Les présidents John Dramani Mahama du Ghana et Alassane Ouattara de la Côte d'Ivoire
Par Assou AFANGLO
Le Ghana et la Côte d’Ivoire ont réaffirmé leur volonté de parler d’une seule voix sur les grandes questions de la filière cacao. Réunis le 16 juin 2026 à Abidjan, les présidents John Dramani Mahama et Alassane Ouattara ont affiché leur ambition de renforcer la coopération entre les deux premiers producteurs mondiaux de cacao.
La rencontre s’inscrit dans un contexte marqué par la volatilité des prix, les défis climatiques, la baisse de la productivité dans certaines zones de production et les exigences croissantes des marchés internationaux en matière de traçabilité et de durabilité. Pour les deux dirigeants, l’enjeu est clair : mieux défendre les intérêts des producteurs africains et accroître la valeur captée par les pays producteurs au sein de la chaîne mondiale du cacao.
Une meilleure coordination du marché
L’une des principales décisions du sommet concerne l’harmonisation des politiques de commercialisation du cacao. Les deux pays ont convenu que la campagne cacaoyère 2026-2027 débutera le 1er septembre 2026 et prendra fin le 31 août 2027. Cette synchronisation vise à améliorer la coordination de l’offre mondiale et à renforcer le pouvoir de négociation des deux pays face aux industriels et aux négociants internationaux. Ensemble, le Ghana et la Côte d’Ivoire assurent plus de 60 % de la production mondiale de cacao. Une position dominante qui leur confère un poids stratégique sur le marché, à condition de maintenir une coopération étroite.
La défense du revenu des producteurs au cœur des discussions
Les deux chefs d’État ont également réaffirmé leur attachement à l’Initiative Cacao Côte d’Ivoire-Ghana, lancée pour améliorer durablement les revenus des producteurs. L’objectif reste de garantir une rémunération plus juste aux planteurs tout en renforçant leur place dans la chaîne de valeur. Les autorités des deux pays considèrent que les producteurs doivent bénéficier davantage des revenus générés par l’industrie mondiale du chocolat.
« Nous sommes partenaires, et non adversaires ou concurrents, dans le secteur du cacao. Cette collaboration doit être renforcée et nous permettre de satisfaire nos producteurs », a déclaré le président ghanéen John Dramani Mahama.

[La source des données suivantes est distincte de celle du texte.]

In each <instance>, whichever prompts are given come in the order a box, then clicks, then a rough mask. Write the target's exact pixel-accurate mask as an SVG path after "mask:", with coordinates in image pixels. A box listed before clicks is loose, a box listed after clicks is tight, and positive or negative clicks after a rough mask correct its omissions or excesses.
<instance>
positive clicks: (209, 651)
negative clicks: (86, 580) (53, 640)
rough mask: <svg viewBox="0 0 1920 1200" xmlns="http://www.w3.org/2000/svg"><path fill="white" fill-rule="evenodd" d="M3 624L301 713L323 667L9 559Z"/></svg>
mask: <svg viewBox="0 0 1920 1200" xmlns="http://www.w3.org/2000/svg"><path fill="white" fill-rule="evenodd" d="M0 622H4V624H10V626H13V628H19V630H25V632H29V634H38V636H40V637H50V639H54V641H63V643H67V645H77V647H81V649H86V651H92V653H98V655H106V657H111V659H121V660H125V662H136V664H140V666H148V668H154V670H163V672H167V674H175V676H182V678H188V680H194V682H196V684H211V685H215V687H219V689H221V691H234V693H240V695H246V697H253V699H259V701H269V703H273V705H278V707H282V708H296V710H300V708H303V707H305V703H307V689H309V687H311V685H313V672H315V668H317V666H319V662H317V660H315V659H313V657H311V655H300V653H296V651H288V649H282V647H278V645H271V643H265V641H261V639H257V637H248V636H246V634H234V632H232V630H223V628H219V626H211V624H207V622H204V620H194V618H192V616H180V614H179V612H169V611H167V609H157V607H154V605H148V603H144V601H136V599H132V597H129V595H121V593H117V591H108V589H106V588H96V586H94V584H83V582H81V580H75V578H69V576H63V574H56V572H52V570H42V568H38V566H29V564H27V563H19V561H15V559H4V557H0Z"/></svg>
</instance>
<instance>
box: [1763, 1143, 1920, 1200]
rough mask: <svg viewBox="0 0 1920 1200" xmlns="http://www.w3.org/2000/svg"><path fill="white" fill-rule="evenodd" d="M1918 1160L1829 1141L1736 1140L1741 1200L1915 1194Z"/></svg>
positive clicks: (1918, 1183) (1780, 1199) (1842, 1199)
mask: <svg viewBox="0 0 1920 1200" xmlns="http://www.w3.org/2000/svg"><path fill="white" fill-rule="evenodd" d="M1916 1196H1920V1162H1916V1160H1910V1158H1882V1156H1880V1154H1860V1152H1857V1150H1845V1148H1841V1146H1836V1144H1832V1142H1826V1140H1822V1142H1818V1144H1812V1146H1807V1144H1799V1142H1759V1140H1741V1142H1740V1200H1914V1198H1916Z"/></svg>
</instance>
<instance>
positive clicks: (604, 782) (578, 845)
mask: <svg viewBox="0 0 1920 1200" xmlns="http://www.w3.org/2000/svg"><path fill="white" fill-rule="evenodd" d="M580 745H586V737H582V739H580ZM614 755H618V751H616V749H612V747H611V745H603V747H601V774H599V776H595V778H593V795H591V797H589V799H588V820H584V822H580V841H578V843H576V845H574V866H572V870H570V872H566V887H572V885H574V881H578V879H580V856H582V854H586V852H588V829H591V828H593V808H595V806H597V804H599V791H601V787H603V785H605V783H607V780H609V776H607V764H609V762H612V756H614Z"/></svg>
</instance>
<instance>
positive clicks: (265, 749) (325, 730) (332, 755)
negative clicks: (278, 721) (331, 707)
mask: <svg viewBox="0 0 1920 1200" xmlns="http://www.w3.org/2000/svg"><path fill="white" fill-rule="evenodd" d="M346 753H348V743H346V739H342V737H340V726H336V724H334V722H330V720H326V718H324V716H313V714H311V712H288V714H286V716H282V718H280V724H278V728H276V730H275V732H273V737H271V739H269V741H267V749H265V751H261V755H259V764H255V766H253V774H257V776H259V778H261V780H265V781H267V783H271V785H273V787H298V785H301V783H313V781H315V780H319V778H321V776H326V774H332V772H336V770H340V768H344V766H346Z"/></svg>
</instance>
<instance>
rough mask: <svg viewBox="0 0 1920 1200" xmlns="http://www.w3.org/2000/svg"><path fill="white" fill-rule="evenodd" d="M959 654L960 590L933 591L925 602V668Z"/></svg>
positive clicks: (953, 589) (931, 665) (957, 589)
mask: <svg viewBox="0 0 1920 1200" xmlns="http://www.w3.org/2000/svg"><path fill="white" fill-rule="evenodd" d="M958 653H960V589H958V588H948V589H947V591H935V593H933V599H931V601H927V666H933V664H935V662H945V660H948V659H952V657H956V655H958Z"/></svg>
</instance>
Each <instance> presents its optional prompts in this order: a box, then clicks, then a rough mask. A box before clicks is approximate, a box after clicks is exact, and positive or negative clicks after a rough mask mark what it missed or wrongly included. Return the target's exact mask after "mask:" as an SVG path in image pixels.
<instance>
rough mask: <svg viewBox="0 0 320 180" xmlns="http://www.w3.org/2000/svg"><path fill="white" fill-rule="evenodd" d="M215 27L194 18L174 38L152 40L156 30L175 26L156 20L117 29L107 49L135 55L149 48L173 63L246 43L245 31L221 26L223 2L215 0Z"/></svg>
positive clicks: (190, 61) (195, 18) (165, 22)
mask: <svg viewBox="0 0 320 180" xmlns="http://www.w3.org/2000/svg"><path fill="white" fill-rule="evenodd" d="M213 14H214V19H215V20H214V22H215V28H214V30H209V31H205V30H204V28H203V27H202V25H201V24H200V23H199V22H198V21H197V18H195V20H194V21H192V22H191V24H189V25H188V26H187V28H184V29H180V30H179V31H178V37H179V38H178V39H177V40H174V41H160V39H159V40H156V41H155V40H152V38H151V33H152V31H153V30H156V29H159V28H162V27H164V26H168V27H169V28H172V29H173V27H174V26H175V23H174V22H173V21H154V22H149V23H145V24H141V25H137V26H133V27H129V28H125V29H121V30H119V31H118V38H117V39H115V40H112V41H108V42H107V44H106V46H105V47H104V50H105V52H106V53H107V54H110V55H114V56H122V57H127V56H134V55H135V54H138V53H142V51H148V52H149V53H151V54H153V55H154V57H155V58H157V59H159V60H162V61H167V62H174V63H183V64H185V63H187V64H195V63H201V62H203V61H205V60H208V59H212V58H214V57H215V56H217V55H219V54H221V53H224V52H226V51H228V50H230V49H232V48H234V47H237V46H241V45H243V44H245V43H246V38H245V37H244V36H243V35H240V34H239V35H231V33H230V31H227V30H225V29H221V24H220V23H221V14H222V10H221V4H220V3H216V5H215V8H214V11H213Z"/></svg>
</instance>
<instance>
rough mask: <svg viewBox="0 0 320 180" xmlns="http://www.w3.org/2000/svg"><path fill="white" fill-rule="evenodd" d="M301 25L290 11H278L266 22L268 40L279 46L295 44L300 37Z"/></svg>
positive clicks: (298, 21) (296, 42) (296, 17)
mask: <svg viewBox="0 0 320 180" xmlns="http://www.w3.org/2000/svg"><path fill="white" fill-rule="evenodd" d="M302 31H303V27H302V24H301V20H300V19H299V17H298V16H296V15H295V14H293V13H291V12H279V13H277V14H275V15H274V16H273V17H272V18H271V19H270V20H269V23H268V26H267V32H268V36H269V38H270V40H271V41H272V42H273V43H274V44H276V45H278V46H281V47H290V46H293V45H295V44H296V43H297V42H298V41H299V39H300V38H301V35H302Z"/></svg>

Vers un élargissement de l’initiative à d’autres pays africains
Les deux pays envisagent désormais d’étendre leur coopération à d’autres producteurs africains. L’objectif est de construire un front commun capable de peser davantage dans les négociations internationales. Selon plusieurs observateurs du secteur, le Nigeria apparaît comme un partenaire naturel compte tenu de son rang parmi les principaux producteurs africains de cacao. Une telle alliance permettrait d’harmoniser davantage les politiques sectorielles, de coordonner les stratégies de commercialisation et de défendre plus efficacement les intérêts des pays producteurs.
L’enjeu de la transformation locale
Au-delà de la question des prix, le sommet a également remis sur la table la problématique de la transformation locale du cacao. Malgré leur poids dans la production mondiale, les pays africains captent encore une part limitée de la valeur ajoutée générée par l’industrie du chocolat. Pour Abidjan et Accra, le développement des capacités locales de transformation constitue désormais un levier essentiel pour créer davantage d’emplois, générer des recettes supplémentaires et réduire la dépendance vis-à-vis des marchés extérieurs.
Cette stratégie pourrait progressivement transformer la place des producteurs africains dans l’économie mondiale du cacao, en les positionnant davantage comme acteurs industriels que comme simples fournisseurs de matières premières.